FAJAR.CO.ID, JAKARTA -- Komisaris PT. Trada Alam Minera (TRAM) Heru Hidayat menjalani sidang pembelaan atau pledoi di Pengadilan Tindak Pidana Korupsi (Tipikor) pada Pengadilan Negeri Jakarta Pusat, Senin (13/12). Tim kuasa hukum Heru, Kresna Hutauruk menyesalkan kliennya dituntut hukuman mati dalam kasus dugaan korupsi PT. Asabri.

Kresna menyebut, tuntutan mati oleh JPU menyimpang. Sebab sejak awal JPU tidak pernah mencantumkan Pasal 2 ayat (2) dalam surat dakwaannya. Padahal jelas surat dakwaan adalah acuan dan batasan dalam Persidangan Perkara ini sebagaimana Hukum Acara Pidana.

“Tuntutan JPU bahwa perkara ini adalah Pengulangan Tindak Pidana sangat keliru, karena tempus perkara ini adalah 2012-2019, sebelum Pak Heru dihukum di kasus PT. Asuransi Jiwasraya. Sedangkan yang dimaksud Pengulangan Tindak Pidana adalah Tindak Pidana yang dilakukan setelah seseorang divonis, sehingga jelas perkara ini bukan Pengulangan Tindak Pidana,” kata Kresna membacakan pledoi.

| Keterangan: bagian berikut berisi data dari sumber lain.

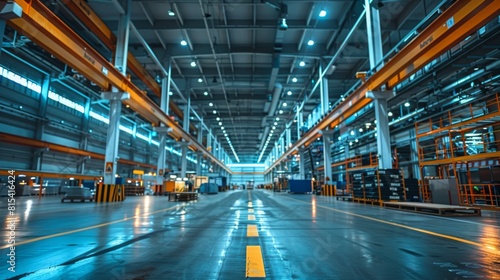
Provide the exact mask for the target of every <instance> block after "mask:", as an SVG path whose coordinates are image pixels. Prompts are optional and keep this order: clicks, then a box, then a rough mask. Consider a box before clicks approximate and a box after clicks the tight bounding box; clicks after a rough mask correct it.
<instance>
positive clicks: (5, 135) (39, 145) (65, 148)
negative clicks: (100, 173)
mask: <svg viewBox="0 0 500 280" xmlns="http://www.w3.org/2000/svg"><path fill="white" fill-rule="evenodd" d="M0 142H2V143H10V144H15V145H21V146H28V147H33V148H47V149H49V151H55V152H60V153H65V154H71V155H77V156H88V157H91V158H94V159H99V160H102V161H104V155H103V154H98V153H93V152H89V151H85V150H80V149H75V148H71V147H67V146H63V145H58V144H54V143H49V142H45V141H39V140H34V139H30V138H26V137H22V136H17V135H13V134H7V133H1V132H0ZM118 163H122V164H127V165H132V166H141V167H145V168H151V169H156V165H153V164H147V163H143V162H136V161H131V160H126V159H119V160H118Z"/></svg>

Menurutnya, dakwaan JPU bahwa Heru Hidayat menikmati uang sebesar Rp 12 triliun lebih adalah keliru. Sebab dalam perkara ini, JPU tidak pernah dan tak mampu membuktikan adanya aliran uang sebesar itu kepada Pak Heru.

“Selain itu tidak ada Saksi ataupun bukti Surat yang menunjukkan adanya aliran uang sebesar itu kepada Pak Heru, sehingga bagaimana mungkin Pak Heru menikmati uang sebesar itu kalau tidak ada aliran uangnya,” tegas Kresna.

Mengenai tuduhan telah terjadi kerugian negara sebesar Rp 22 triliun lebih dalam perkara ini juga sangat tidak tepat. Dalam Persidangan, lanjut Kresna, para Ahli BPK menjelaskan angka kerugian sebesar itu muncul karena pemeriksa BPK hanya menghitung uang yang keluar dalam investasi Asabri pada saham dan reksadana pada periode 2012-2019, tanpa pernah menghitung keuntungan dan yang masuk ke Asabri dalam investasi saham dan reksadana pada periode 2012-2019.